Written by Weed Against Speed / 04.08.10

splashing cocktail

…we go pee-pee in your coke.

At least two cheerleaders from Saginaw High School in Texas have received in-school suspensions after administrators learned of some urine-tastic shenanigans members of the squad pulled last winter at a basketball game. A cheerleader allegedly urinated into a cup and mixed it with a drink purchased at a nearby restaurant and then gave the Pee-Pee Cocktail to another teammate. When said teammate mentioned the drink tasted funny, she was informed that a tart candy had been mixed in with the beverage.

According to something called the Cheerleader’s Constitution (I imagine every “i” is dotted with a heart in the revered document), “team members could be removed if they are expelled, placed at the Alternative Discipline Center, assigned to in-school suspension more than once or suspended more than once.”

NO! Not the Alternative Discipline Center! How are perky cheerleaders ever going to fit in with all the burnouts wearing Black Sabbath t-shirts and smoking right off school property? In any event, you could say that the cheerleaders, in committing this heinous act, “broke the seal” of the Cheerleader’s Constitution, amirite?

A parent of the alleged victim is all up-in-arms regarding the incident and is asking that the perpetrators be kicked-off the team.

“They shouldn’t be allowed to represent Saginaw,” said the father, who did not want to be identified to protect his daughter’s identity.

“The girls said they were just joking around,” the father said. “It’s not a good joke to me.” -Fort Worth Star-Telegram (via Guyism).
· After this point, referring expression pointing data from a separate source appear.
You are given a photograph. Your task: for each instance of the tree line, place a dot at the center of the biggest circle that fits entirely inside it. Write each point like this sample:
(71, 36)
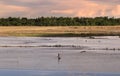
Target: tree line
(59, 21)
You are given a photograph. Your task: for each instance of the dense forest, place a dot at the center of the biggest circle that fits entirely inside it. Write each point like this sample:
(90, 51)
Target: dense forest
(59, 21)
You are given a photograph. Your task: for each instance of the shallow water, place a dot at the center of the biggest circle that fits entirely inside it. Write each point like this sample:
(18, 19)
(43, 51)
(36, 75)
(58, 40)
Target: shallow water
(77, 54)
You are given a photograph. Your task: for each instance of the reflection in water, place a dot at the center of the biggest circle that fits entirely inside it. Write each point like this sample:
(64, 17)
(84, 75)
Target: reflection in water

I have to agree with angry father guy – it wasn’t a good joke at all – it was a phenomenal joke. This is the type of prank that will live in infamy. How will any Saginaw High School cheerleader ever top this stroke of mischievous brilliance? A bake sale poop prank, you say? That’s pretty good, but to me, in light of the Pee-Pee Cocktail prank, a bake sale-related fecal folly would still have to be number two on my list.